Once a validation task is launched, you can track its progress and review the output via the Jobs system.

  1. Get the Job ID: After clicking Launch in Step 5, the platform will provide a Job ID (e.g., #3267). This acts as your tracking number.
  2. Navigate to Jobs: Click on “Jobs” in the sidebar menu.
  3. Locate your Job: Find your task in the list of running or recent jobs.
  4. View Logs: Click the “logs” button next to your job to open the log view modal.
Jobs List
The Jobs menu showing the list of tasks and the "logs" button

Understanding the Log Tabs

The log modal contains three distinct tabs to help you debug and verify results:

  • Scheduler: Displays logs related to the orchestration and lifecycle of the job.
  • Job: Displays the actual validation output. This is where you'll see schema errors, success messages, and the logic-level feedback from the validator.
  • Cluster Events: Provides infrastructure-level events, such as when the container was created or if there were resource issues.
Job Logs Modal
The log modal with Scheduler, Job, and Cluster Events tabs

🔗 Step 7: Merge Datasets

Once you have multiple datasets that adhere to the same validation template, you can merge them into a single consolidated file.

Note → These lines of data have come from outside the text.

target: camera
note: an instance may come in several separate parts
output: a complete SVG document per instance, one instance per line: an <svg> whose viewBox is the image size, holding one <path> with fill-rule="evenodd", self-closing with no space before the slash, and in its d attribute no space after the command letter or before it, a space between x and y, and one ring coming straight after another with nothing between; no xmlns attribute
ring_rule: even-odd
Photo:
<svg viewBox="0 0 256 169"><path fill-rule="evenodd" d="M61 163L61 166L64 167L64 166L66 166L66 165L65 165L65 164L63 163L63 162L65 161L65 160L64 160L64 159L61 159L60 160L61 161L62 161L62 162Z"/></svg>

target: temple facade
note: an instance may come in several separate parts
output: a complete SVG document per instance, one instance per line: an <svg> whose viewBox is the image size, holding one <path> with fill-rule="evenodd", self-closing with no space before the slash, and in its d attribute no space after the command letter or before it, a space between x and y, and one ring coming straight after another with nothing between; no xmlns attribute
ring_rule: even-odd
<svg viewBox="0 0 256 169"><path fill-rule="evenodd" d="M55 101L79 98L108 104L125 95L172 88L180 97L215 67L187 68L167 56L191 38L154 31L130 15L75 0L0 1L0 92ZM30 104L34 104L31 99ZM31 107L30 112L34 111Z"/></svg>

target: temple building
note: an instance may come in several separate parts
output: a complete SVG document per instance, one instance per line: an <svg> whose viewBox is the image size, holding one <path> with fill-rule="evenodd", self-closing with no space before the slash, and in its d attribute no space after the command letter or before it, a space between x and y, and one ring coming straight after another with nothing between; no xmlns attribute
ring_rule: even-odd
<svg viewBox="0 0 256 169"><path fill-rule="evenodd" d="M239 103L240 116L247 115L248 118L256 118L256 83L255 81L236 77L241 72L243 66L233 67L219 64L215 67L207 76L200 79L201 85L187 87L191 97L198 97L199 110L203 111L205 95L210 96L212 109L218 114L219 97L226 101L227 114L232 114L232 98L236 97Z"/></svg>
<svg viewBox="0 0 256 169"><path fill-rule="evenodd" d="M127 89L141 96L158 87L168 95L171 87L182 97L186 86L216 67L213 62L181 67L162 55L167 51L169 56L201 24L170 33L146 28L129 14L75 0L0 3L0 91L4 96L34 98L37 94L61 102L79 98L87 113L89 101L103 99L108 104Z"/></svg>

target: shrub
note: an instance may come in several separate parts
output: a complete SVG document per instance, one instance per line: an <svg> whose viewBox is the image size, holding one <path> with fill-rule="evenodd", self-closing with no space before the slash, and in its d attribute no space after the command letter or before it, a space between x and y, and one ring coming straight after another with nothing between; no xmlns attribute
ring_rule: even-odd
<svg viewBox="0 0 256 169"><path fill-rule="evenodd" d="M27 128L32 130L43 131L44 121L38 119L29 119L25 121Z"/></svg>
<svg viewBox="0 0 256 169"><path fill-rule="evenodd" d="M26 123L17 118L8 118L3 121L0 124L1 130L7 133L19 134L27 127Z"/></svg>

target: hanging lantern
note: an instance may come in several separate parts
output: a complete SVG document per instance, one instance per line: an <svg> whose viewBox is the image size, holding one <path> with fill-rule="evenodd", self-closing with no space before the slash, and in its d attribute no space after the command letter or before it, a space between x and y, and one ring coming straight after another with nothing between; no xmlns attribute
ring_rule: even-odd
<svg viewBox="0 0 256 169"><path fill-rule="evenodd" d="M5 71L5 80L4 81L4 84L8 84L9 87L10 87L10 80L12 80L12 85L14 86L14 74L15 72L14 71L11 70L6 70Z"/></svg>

  1. Go to the File Explorer.
  2. Select two or more files that you wish to merge.

    IMPORTANT

    All selected files must adhere to the same validation template for a successful merge.

  3. Click on “Actions” → “Run Routine”.
  4. Choose “Regional Timeseries Merger” from the list.
  5. Select the appropriate template and Launch.

Just like validation, the merger will trigger a job. You can track its progress and view the consolidation logs by following the same process described in Step 6.


✅ Summary

StepAction
1Create a validation template
2Define dataset type and schema
3Save the template
4Download / Update template via CSV
5Run Validator routine on a file
6Check and interpret validation logs
7Select multiple files → Merge

Validation templates help ensure data quality, consistency, and compatibility across routines and workflows.